Experts at the Health Sciences North Research Institute (HSNRI) are now looking at the results for several communities across the northeast, including Sudbury, North Bay, Sault Ste. Marie and the Porcupine region (Timmins, Kapuskasing and Moosonee.)

They've also been monitoring the output from Laurentian University.

In the last few days, they've noticed a downward trend in COVID-19 levels, which could indicate the northeast has hit a plateau.

"The idea is … everything that will go out of our system is collected in the wastewater and if you have some way to measure it, you can find out the concentration of the thing you want to measure," said researcher Gustavo Ybazeta.

"We are using a technique able to amplify the signal of the remnants of the RNA that's basically the signature of the (COVID-19) virus in the wastewater."

Ybazeta used last month's spike with the Omicron variant as an example.

"Numbers that we obtained through the wastewater, they were going through the roof in some places," he said. "We were seeing numbers up to that we hadn't even seen in previous waves."

It's work that's helping public health officials do their job and is now more important than ever, given how Ontario recently changed its PRC testing guidelines.
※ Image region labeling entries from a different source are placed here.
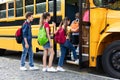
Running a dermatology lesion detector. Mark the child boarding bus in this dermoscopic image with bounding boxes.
[0,0,120,78]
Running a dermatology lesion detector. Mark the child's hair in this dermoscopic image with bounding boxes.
[75,12,80,18]
[59,17,70,33]
[25,12,33,19]
[39,12,50,27]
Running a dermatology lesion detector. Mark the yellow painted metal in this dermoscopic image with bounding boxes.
[23,0,25,16]
[6,2,8,18]
[61,0,65,19]
[89,8,107,67]
[46,0,49,12]
[14,0,16,18]
[34,0,36,15]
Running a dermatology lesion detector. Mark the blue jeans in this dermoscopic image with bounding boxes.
[21,44,34,67]
[58,40,78,67]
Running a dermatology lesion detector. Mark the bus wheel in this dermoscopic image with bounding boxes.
[0,49,6,56]
[102,41,120,78]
"The testing system right now is down at the Kelly Lake wastewater treatment plant, so it's taking all the wastewater from all of Sudbury, all of New Sudbury and we can watch the trends working with that," said Burgess Hawkins, from Public Health Sudbury and Districts.

Public Health Sudbury and Districts, the City of Greater Sudbury and the researchers are working collaboratively to try and come up with a way where they can publish the results in a manner that's easy to understand.

Several cities have already started to routinely publish findings, including Ottawa.

"The trend lines are pretty obvious but they don't always give you an A equals B correlation," said Hawkins, who said the health unit wants to see the data published.

In the past year, the team at Health Sciences North made a lot of improvements to the procedure with Ontario's consortium of testing sites. For example, what used to take them 10-12 hours to get results, may take 6-8 hours now.

"We share our best results and techniques with other labs and look at how other labs are doing their results," said Ybazeta. "We're trying to produce the best measurement of this signature and we're getting better."